Sunak Scales Back UK’s Green ‘Net Zero’ Agenda over ‘Unacceptable’ Costs to Working Families

LONDON, ENGLAND - SEPTEMBER 20: UK Prime Minister Rishi Sunak talks while a holding press
Justin Tallis - WPA Pool/Getty Images

British Prime Minister Rishi Sunak announced that his Tory government will scale back some of the green agenda policies that have become a staple of the neo-liberal Conservative party, arguing that families should not be forced to endure “unacceptable costs” to meet Net Zero goals.

In a speech from Downing Street, Mr Sunak said on Wednesday evening that his government will push back the ban on the sale of new petrol and deisel cars from 2030 to 2050, as well as delaying a scheduled prohibition on gas and oil home boilers.

Taking on two pillars of the Great Reset green agenda, Sunak went on to announce that he has scrapped proposals to tax meat and air travel, in addition to abandoning plans to limit the number of people allowed in a car.

Branding the new guidelines a “new approach to Net Zero”, the PM said: “Reaching our targets does not need to come unnecessarily at the expense of people facing higher costs – and that’s why today we can ease the burden on working families.”

Despite the scaling back, Mr Sunak claimed that the intention is to see the UK reach net zero carbon emissions by the year 2050, saying: ““Why am I confident in saying that? Because over the last decade so far, we’ve massively over-delivered on every one of our carbon budgets, despite regular predictions we’d miss them.”

Ahead of the speech, Brexit’s Nigel Farage described the move as the “biggest u-turn on environmental and net-zero policies for the Conservative Party in three decades

The Brexiteer said that outraged environmentalists need to get a “sense of perspective” noting that the emissions produced by a single Chinese firm, Huaneng Power International, are reportedly nearly equivalent to the total output of the United Kingdom.

“We are, in terms of global CO2, nothing more than a minnow,” Farage said.

However, some members of the Conservative Party, including former Prime Minister Boris Johnson, criticised the move from Sunak.

In a statement provided to The Telegraph, Johnson said that the UK “cannot afford to falter now or in any way lose our ambition for this country.”

“This country leads on tackling climate change and in creating new green technology. The green Industrial Revolution is already generating huge numbers of high-quality jobs and helping to drive growth and level up our country.

The former PM, who despite his formerly self-professed libertarian leanings became a champion of the green agenda during his time in office, added that the backtrack would imperil businesses who have already made investments based upon the government’s plan.

Johnson was joined in criticising Sunak by the left-wing Labour Party, which is currently leading the Conservatives by some 20 points in the polls amid the economic calamity spurred by years of covid lockdowns and the energy crisis sparked by the war in Ukraine.

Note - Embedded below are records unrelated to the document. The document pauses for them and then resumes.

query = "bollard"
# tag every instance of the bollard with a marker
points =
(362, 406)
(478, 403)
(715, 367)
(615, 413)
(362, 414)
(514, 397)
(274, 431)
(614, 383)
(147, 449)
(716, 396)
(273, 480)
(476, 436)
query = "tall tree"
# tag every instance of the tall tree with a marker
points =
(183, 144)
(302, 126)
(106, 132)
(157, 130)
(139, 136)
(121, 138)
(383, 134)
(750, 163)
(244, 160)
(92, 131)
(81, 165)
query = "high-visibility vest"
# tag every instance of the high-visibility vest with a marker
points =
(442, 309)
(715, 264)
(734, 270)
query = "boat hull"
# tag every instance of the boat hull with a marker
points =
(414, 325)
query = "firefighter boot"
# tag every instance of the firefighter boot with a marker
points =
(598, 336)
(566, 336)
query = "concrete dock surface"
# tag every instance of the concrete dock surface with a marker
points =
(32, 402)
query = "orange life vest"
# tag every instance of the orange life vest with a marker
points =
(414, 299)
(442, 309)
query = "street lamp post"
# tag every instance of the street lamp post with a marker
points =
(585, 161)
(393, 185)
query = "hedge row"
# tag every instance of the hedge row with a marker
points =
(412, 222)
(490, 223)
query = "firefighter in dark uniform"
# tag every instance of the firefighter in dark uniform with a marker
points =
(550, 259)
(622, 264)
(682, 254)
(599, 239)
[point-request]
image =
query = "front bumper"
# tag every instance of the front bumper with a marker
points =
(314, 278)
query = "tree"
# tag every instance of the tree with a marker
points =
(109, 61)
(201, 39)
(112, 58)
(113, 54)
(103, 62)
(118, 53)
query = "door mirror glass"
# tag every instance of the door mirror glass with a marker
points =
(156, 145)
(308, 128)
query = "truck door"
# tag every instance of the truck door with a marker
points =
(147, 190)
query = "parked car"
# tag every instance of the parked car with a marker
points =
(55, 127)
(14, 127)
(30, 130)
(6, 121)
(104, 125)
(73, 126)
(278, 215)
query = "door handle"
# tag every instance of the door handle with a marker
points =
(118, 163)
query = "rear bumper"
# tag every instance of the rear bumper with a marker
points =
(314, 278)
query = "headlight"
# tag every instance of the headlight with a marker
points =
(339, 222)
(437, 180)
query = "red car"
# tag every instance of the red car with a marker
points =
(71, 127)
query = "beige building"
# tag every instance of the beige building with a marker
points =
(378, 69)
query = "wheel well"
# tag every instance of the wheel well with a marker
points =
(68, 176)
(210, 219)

Labour’s Shadow Environment Secretary Steve Reed warned: “If we still allow petrol vehicles to be sold at that point we’re not going to hit our net zero targets for the 2030s.

“That means we’ll miss the net targets for 2050, by which we’re supposed to have a fully carbon-free economy. But worse than that we would deter the inward investment we need to really turbocharge that sector of the economy, which is where the big new jobs of the future will be.

“Britain could lead the world in this, but the Government’s decided to throw that out of the window, and it will actually cost British consumers more because it costs more to fill up a car with petrol than it would be to power with electricity. So everyone is a loser from what Rishi Sunak has announced.”

The Prime Minister rejected that his announcement amounted to “watering down” the green agenda, saying: “We are forecast and we have committed to reduce our carbon emissions by 2030 to 68 per cent. There is no other advanced economy in the world who comes close to that kind of commitment. That’s a commitment we’re sticking to.

“If someone thinks that what we’re doing is not ambitious enough, I don’t know what they’d say to every other country in the world.”